Previous chapter To contents To appendices

Chapter 17, Pike internals - how to extend Pike

The rest of this book describes how Pike works and how to extend it with your own functions written in C or C++. Even if you are not interested in extending Pike, the information in this section can make you understand Pike better and thus make you a better Pike programmer. From this point on I will assume that the reader knows C or C++.

17.1 The master object

Pike is a very dynamic language. Sometimes that is not enough, sometimes you want to change the way Pike handles errors, loads modules or start scripts. All this and much more can be changed by modifying the master object. The master object is a Pike object like any other object, but it is loaded before anything else and is expected to perform certain things for the Pike executable. The Pike executable cannot function without a master object to take care of these things. Here is a list of the methods needed in the master object:
program cast_to_program(string program_name, string current_file)
This function is called whenever someone performs a cast from a string to a program.
program handle_inherit(string program_name, string current_file)
This is called whenever a Pike program which uses inherit with a string argument is called. It is expected to return the program to inherit.
void handle_error(array trace)
This function is expected to write the error messages when a run time error occurs. The argument is of the form ({"error_description", backtrace() }). If any error occurs in this routine Pike will dump core.
program cast_to_program(string program_name, string current_file)
This function is called whenever someone performs a cast from a string to an object.
mixed resolv(string identifier, string current_file)
This function is called whenever the compiler finds an unknown identifier in a program. It is normally used for loading modules. It is supposed to return ([])[0] if the master doesn't know what the value should be, and the value in question otherwise.
void _main(array(string) argv, array(string) env)
This function is supposed to start a Pike script. It receives all the command line arguments in the first array and all environment variables on the form "var=value". _main is called as soon as all modules and setup is done.
void compile_error(string file, int line, string err)
This function is called whenever a compile error is encountered. Normally it just writes a message to stderr.
string handle_include(string file, string current_file, int local_include)
This function is used to locate include files. file is the file name the user wants to include, and local_include is 1 if the user used double quotes rather than lesser-than, greater-than to quote the file name. Otherwise it is zero.

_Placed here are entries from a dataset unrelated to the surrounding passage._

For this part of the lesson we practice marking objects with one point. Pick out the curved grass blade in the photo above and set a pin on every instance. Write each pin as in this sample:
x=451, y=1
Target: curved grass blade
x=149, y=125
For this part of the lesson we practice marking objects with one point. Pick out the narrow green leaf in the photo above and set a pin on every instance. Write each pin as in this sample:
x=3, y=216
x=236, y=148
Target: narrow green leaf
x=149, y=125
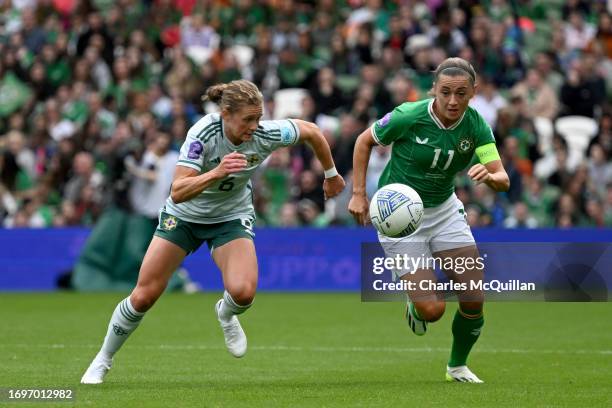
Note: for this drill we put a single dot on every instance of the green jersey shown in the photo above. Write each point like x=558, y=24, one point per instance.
x=232, y=197
x=426, y=155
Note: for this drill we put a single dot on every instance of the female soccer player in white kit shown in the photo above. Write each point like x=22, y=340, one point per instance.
x=211, y=201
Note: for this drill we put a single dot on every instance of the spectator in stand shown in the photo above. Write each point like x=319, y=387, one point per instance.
x=540, y=99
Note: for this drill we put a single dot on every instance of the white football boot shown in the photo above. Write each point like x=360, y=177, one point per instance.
x=461, y=374
x=235, y=339
x=97, y=370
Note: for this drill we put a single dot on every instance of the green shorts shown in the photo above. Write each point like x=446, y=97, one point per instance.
x=190, y=235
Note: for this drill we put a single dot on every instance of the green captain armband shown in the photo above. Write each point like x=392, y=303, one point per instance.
x=487, y=153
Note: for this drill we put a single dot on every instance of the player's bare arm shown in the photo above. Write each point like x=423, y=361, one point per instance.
x=492, y=174
x=189, y=183
x=312, y=136
x=358, y=206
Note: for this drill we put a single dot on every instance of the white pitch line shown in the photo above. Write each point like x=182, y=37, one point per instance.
x=355, y=349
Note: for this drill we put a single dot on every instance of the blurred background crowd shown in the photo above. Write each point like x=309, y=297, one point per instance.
x=96, y=97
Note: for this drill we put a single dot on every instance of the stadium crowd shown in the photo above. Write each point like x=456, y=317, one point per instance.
x=87, y=87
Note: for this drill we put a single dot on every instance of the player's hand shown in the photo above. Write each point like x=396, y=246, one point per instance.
x=479, y=173
x=333, y=186
x=360, y=208
x=231, y=163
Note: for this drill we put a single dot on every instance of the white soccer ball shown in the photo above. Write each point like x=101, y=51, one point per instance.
x=396, y=210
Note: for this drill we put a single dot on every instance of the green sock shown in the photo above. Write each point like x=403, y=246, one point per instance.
x=465, y=333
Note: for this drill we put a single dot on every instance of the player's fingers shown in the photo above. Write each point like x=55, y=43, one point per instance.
x=236, y=162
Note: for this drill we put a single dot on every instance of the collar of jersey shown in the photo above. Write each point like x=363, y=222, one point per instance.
x=438, y=122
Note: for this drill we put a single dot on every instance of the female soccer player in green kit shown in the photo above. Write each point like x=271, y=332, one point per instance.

Aside from the above functions, which are expected from the Pike binary, the master object is also expected to provide functions used by Pike scripts. The current master object adds the following global functions:

add_include_path, remove_include_path, add_module_path, remove_module_path, add_program_path, remove_program_path, master, describe_backtrace, mkmultiset, strlen, new, clone, UNDEFINED, write, getenv and putenv.

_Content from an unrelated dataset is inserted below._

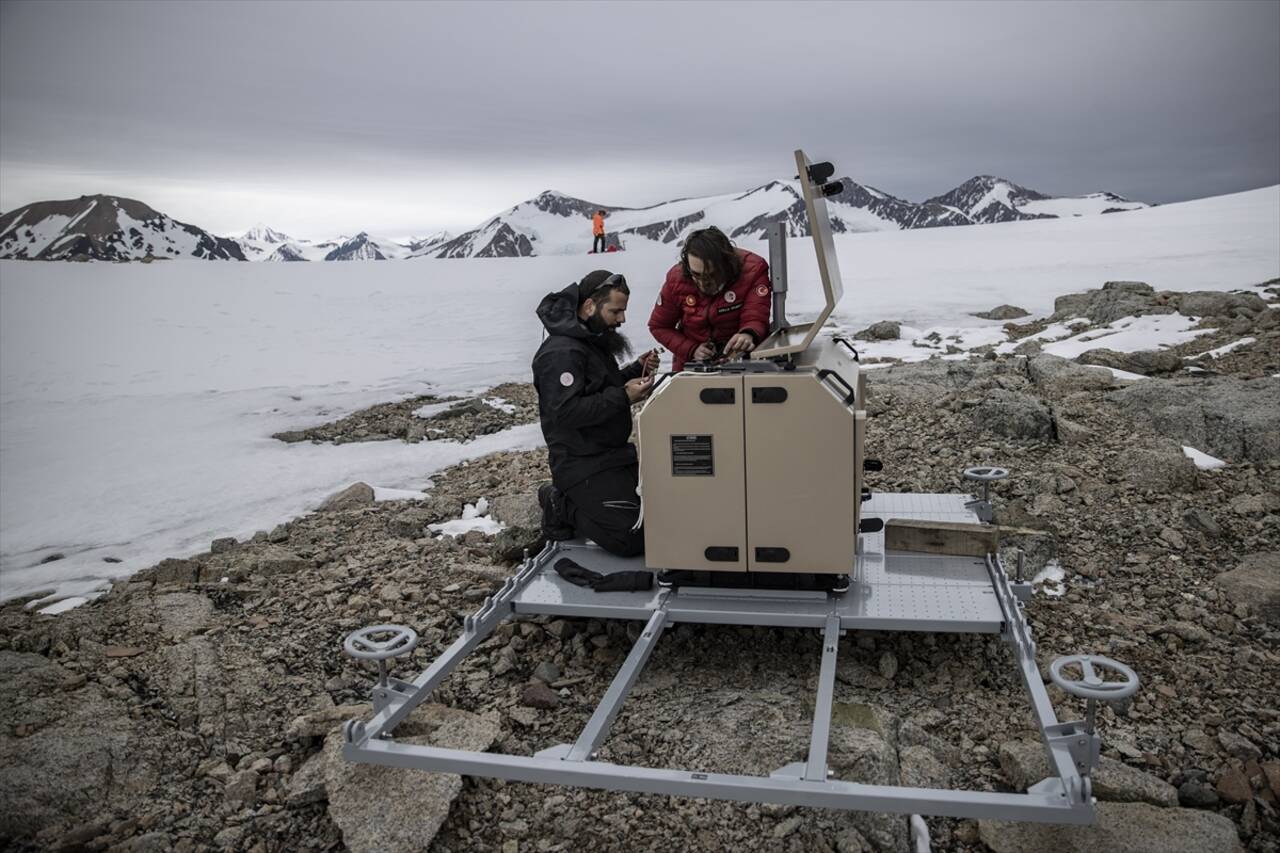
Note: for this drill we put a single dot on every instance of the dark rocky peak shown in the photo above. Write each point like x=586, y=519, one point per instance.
x=561, y=205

There are at least two ways to change the behavior of the master object. (Except for editing it directly, which would cause other Pike scripts not to run in most cases.) You can either copy the master object, modify it and use the command line option -m to load your file instead of the default master object. However, since there might be more functionality added to the master object in the future I do not recommend this.

A better way is to write an object that inherits the master and then calls replace_master with the new object as argument. This should be far more future-safe. Although I can not guarantee that the interface between Pike and the master object will not change in the future, so be careful if you do this.

Let's look an example:

#!/usr/local/bin/pike

class new_master {
    inherit "/master";

    void create()
    {
        /* You need to copy the values from the old master to the new */
        /* NOTE: At this point we are still using the old master */
        object old_master = master();
        object new_master = this_object();

        foreach(indices(old_master), string varname)
        {
            /* The catch is needed since we can't assign constants */
            catch { new_master[varname] = old_master[varname]; };
        }
    }

    void handle_error(array trace)
    {
        Stdio.write_file("error log",describe_backtrace(trace));
    }
};

int main(int argc, array(string) argv)
{
    replace_master(new_master());
    /* Run rest of program */
    exit(0);
}
This example installs a master object which logs run time errors to file instead of writing them to stderr.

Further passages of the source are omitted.